At the completed=false branch in DailyMemoryTask::executeTask(), distinguish the two by explicit error signal:

$genuine_failure = '' !== $response_error
    || ! empty( $response['error_code'] )
    || in_array( (string) ( $response['status'] ?? '' ), array( 'error', 'failed', 'interrupted' ), true );
  • Genuine failure (any of the above) → unchanged behavior: log at error and failJob.
  • No-op (no error signal; the model simply produced no acceptable changed split) → completeJob with skipped/no_change markers and log at info.

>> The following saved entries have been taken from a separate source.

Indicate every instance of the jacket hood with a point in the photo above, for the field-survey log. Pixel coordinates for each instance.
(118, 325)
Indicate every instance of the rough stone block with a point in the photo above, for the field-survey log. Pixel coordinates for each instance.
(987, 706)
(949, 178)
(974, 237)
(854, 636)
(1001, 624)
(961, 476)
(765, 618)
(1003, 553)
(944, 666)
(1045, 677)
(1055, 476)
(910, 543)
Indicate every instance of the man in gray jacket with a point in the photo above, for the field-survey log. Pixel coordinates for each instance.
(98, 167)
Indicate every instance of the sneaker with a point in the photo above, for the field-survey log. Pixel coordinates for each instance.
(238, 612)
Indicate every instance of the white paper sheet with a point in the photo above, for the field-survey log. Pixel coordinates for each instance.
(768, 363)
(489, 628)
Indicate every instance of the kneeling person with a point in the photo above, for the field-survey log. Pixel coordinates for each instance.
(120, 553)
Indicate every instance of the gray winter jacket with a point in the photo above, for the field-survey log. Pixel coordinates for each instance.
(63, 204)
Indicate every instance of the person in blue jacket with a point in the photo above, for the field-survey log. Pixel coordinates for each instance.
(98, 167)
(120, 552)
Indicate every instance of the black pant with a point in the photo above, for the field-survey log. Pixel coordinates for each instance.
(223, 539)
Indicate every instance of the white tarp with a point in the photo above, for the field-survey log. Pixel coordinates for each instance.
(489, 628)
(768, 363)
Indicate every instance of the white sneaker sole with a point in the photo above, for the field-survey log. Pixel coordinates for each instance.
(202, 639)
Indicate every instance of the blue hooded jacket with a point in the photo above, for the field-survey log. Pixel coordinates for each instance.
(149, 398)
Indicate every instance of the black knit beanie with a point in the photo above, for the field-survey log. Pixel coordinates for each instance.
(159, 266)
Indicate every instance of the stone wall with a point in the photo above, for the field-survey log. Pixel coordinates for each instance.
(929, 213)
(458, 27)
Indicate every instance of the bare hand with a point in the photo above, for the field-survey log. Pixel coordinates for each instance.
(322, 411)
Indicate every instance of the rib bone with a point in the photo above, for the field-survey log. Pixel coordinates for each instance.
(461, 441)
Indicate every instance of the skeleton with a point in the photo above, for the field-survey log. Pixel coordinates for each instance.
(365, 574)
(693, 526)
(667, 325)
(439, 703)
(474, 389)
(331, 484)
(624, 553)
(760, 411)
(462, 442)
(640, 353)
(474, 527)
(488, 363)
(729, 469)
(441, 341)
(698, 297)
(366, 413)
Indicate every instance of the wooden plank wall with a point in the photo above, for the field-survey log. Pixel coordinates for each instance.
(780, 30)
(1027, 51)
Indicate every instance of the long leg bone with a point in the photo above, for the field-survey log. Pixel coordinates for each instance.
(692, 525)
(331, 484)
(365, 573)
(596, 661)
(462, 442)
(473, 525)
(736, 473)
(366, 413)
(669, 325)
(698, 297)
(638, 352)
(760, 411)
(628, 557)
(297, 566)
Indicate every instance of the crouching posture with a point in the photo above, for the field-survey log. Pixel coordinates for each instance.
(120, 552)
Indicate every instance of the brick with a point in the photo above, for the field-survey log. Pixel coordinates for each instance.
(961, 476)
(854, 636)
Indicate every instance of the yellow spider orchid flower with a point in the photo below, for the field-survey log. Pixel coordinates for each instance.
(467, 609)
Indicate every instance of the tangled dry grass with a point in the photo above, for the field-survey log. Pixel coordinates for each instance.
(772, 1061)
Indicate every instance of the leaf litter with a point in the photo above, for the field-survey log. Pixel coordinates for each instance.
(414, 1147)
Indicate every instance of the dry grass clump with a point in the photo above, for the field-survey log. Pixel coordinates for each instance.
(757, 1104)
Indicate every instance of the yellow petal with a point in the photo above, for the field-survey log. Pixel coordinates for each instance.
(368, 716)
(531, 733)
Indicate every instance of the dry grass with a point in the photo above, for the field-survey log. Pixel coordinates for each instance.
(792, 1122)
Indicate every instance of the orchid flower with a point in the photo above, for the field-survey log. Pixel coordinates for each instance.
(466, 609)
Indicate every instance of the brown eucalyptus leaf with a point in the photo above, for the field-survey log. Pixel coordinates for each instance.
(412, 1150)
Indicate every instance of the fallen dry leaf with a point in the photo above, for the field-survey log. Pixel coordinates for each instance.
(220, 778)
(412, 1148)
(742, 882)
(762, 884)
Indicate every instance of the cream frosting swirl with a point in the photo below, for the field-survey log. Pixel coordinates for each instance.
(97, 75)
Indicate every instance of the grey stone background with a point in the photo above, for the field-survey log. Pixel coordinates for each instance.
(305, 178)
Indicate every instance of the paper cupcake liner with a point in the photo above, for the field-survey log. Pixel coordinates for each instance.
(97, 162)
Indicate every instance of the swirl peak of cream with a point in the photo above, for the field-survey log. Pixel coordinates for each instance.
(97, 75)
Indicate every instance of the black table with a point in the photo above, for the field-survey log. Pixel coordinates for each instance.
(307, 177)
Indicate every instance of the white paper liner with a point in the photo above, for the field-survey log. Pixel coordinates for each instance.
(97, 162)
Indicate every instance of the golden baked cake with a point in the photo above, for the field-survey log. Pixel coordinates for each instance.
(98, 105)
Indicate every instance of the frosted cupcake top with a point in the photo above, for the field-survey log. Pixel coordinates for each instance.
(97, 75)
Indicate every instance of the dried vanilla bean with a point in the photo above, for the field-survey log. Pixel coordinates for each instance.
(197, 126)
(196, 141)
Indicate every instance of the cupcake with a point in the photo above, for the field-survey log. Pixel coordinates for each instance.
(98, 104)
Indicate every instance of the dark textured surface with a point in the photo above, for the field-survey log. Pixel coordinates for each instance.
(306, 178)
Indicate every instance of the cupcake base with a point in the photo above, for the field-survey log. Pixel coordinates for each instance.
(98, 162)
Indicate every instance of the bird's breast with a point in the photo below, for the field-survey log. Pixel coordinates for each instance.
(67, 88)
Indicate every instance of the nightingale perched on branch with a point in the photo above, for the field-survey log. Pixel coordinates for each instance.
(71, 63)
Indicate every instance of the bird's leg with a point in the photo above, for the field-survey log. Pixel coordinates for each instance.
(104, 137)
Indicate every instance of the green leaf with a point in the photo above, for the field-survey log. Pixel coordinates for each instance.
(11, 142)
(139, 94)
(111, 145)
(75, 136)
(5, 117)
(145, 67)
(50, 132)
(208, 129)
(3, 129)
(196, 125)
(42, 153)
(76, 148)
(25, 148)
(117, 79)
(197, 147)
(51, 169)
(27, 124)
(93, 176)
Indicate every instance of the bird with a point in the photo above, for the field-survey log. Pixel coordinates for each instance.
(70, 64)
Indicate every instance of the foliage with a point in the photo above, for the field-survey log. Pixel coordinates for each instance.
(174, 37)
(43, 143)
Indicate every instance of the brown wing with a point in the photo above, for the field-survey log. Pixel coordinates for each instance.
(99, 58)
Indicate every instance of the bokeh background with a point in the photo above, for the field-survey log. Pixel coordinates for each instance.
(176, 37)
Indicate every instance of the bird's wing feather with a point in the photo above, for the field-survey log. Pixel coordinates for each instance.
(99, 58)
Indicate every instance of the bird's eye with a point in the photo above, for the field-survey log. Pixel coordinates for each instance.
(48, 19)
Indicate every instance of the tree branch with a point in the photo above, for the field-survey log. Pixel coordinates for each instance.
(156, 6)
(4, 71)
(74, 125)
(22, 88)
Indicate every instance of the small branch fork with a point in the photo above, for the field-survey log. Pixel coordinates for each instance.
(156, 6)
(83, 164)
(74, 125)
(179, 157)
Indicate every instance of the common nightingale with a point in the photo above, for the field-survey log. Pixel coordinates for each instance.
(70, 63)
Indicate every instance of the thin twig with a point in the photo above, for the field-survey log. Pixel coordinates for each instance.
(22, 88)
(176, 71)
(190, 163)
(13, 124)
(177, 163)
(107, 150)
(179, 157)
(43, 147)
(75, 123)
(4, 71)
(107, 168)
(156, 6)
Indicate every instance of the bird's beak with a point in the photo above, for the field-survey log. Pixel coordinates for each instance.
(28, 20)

Safe because replace_all() happens later in the method, so MEMORY.md is untouched at this point.

How legitimate no-op is distinguished from genuine failure

Outcome Signal Behavior
Provider/runtime error non-empty error / error_code failJob (error)
Hard loop failure / interruption status ∈ {error, failed, interrupted} failJob (error)
Empty model output later empty($ai_output) guard failJob (error) — unchanged
Lossy/duplicative split planMemoryCompaction conservation checks failJob (error) — unchanged
Policy unsatisfied, file untouched, no error none of the above completeJob no-op (info) ✅

All genuine-failure paths downstream (empty response, parse failure, conservation/expansion failures in planMemoryCompaction) are reached only when completed=true and remain loud — they represent a model that produced bad output, which the issue explicitly says must still fail.

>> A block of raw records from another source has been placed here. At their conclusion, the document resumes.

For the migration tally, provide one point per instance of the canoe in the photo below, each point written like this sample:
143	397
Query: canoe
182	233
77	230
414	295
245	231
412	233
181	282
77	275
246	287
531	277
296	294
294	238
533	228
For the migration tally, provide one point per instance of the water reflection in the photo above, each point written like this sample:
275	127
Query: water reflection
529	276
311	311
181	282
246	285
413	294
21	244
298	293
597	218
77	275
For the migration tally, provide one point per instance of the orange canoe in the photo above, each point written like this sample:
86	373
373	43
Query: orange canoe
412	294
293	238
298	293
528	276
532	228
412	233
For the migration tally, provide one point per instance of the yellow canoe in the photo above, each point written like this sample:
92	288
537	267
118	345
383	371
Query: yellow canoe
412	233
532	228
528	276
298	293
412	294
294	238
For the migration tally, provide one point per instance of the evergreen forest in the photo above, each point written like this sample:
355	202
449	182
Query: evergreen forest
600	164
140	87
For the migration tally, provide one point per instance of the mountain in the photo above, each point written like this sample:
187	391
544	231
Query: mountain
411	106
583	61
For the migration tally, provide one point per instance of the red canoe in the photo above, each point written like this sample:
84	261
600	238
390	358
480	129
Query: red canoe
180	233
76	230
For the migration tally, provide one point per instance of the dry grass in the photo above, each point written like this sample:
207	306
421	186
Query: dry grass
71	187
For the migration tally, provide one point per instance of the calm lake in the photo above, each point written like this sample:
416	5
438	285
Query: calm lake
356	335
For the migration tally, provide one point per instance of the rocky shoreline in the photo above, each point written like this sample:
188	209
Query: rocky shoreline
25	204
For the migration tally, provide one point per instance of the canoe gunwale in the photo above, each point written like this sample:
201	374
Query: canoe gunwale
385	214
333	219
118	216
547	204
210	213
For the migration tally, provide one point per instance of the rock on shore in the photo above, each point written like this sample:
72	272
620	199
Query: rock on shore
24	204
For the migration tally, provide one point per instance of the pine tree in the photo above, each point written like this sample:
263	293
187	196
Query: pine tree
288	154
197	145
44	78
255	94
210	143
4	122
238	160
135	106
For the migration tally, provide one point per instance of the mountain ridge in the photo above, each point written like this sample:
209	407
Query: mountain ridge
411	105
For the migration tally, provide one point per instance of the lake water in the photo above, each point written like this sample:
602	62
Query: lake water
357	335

Fork decisions / out of scope

  • Chose to gate on the loop's existing error signals rather than add a new "no-op" state to the Agents API completion-decision substrate. The substrate decision is intentionally binary (complete()/incomplete()); the no-op semantics are a Data-Machine-task concern (the file being untouched at this call site), so the distinction belongs in the task, not the generic loop. This keeps layer purity intact.
  • Did not change the prompt/completion-policy contract to let the model emit an explicit "no change" sentinel. That would be a larger behavioral change; the minimal, evidence-backed fix is to stop treating the existing untouched-file outcome as an error. A future enhancement could add a first-class "decline" signal, but it's not needed to resolve the noise.

Verification

  • php -l clean.
  • phpcs --standard=WordPress clean (exit 0, no warnings — covers the array-arrow/assignment-alignment gate).
  • phpcbf made no changes.

DailyMemoryTask logged a legitimate 'MEMORY.md unchanged' outcome as an
ERROR-level job failure, flooding error-rate metrics and the wake briefing.

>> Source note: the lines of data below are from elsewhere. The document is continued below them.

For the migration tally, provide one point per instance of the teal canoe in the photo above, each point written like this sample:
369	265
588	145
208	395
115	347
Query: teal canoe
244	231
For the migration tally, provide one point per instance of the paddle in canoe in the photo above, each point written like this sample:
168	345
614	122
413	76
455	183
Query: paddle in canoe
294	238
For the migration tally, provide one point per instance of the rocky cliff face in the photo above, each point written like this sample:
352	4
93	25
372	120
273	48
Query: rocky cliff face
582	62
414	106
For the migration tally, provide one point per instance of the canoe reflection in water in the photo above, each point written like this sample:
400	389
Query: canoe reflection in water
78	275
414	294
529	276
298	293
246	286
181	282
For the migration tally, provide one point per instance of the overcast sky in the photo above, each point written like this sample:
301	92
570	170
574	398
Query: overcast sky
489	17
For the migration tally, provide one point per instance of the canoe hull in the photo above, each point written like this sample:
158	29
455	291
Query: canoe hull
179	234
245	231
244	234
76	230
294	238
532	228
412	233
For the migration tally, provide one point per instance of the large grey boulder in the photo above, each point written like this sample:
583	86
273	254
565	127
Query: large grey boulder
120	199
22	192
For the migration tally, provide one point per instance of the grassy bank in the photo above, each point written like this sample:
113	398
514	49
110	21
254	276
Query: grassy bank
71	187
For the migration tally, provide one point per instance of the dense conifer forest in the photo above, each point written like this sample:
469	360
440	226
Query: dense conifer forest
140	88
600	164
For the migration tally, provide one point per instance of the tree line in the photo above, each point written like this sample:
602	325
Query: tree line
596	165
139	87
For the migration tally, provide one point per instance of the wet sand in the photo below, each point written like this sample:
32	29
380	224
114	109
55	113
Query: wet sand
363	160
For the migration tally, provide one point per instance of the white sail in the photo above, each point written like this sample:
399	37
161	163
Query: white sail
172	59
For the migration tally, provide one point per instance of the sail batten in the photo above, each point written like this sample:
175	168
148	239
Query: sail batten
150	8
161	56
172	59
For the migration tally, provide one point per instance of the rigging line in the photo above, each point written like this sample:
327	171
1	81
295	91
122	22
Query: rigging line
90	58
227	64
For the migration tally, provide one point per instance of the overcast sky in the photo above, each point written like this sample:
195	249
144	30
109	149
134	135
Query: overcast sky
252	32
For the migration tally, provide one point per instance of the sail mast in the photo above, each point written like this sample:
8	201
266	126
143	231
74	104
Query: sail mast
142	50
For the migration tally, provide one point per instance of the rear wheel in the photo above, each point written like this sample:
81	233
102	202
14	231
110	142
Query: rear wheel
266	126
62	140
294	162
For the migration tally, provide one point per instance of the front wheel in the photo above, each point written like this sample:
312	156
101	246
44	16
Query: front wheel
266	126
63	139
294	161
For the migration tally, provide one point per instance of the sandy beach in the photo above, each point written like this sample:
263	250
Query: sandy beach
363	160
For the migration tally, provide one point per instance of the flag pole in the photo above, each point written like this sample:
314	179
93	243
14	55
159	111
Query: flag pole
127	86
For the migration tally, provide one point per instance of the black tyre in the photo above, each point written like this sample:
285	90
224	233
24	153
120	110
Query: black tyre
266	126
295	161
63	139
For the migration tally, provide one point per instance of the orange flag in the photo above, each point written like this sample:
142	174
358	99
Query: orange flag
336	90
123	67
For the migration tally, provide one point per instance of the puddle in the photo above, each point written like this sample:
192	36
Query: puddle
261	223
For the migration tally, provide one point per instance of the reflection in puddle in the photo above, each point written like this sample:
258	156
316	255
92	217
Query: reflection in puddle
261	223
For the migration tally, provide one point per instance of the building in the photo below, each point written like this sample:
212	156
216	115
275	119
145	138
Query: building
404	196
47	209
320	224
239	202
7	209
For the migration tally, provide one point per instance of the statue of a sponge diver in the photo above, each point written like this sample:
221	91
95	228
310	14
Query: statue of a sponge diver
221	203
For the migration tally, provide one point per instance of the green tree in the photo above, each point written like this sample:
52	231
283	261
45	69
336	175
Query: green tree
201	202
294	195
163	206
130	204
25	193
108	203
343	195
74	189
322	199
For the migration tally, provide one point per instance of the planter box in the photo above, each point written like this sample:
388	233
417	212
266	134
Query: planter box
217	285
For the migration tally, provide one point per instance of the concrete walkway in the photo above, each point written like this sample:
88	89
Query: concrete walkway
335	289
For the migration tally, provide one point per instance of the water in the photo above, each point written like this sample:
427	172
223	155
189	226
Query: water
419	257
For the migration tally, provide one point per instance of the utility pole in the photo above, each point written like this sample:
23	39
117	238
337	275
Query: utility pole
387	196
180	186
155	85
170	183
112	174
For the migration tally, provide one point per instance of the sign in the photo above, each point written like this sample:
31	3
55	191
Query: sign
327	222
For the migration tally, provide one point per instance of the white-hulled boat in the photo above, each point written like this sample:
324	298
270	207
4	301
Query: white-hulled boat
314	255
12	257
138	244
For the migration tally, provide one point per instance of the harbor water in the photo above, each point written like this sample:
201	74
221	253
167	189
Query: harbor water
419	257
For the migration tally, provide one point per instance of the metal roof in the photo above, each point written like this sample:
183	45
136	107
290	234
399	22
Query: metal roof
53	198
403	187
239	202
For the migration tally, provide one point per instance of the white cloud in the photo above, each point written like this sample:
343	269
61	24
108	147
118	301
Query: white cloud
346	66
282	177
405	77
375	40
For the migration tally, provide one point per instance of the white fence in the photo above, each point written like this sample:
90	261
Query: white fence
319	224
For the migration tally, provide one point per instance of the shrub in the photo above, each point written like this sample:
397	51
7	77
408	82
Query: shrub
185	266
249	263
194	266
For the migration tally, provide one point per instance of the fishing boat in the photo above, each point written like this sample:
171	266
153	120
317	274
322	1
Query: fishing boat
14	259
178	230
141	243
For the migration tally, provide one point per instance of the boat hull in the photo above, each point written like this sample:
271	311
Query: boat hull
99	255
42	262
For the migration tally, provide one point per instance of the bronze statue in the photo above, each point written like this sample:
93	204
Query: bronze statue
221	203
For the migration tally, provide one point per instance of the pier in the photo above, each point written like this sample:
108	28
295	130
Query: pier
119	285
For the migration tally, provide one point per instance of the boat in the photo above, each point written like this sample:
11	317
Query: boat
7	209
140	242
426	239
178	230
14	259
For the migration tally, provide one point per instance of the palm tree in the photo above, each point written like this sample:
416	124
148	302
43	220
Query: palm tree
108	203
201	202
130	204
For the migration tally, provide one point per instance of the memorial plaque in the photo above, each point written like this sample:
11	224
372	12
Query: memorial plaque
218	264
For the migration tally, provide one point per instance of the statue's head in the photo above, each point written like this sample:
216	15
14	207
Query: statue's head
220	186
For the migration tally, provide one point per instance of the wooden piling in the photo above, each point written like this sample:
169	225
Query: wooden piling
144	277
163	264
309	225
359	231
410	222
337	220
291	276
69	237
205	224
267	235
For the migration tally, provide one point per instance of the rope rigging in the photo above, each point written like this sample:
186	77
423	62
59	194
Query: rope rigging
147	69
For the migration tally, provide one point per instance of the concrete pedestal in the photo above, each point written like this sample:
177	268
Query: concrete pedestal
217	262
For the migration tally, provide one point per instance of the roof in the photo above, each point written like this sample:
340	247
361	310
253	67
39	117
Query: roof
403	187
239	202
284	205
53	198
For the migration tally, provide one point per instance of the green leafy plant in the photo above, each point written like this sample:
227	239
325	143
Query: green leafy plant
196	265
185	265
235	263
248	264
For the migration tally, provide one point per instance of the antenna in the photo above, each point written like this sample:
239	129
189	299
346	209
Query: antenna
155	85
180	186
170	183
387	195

The conversation loop sets completed=false both for genuine faults
(provider error, runtime exception, malformed result, interruption) and
for the common case where a small, already-healthy MEMORY.md produced no
acceptable PERSISTENT/ARCHIVED split because there was nothing
memory-worthy to fold in. The file is untouched at this point, so the
latter is a successful no-op, not a failure.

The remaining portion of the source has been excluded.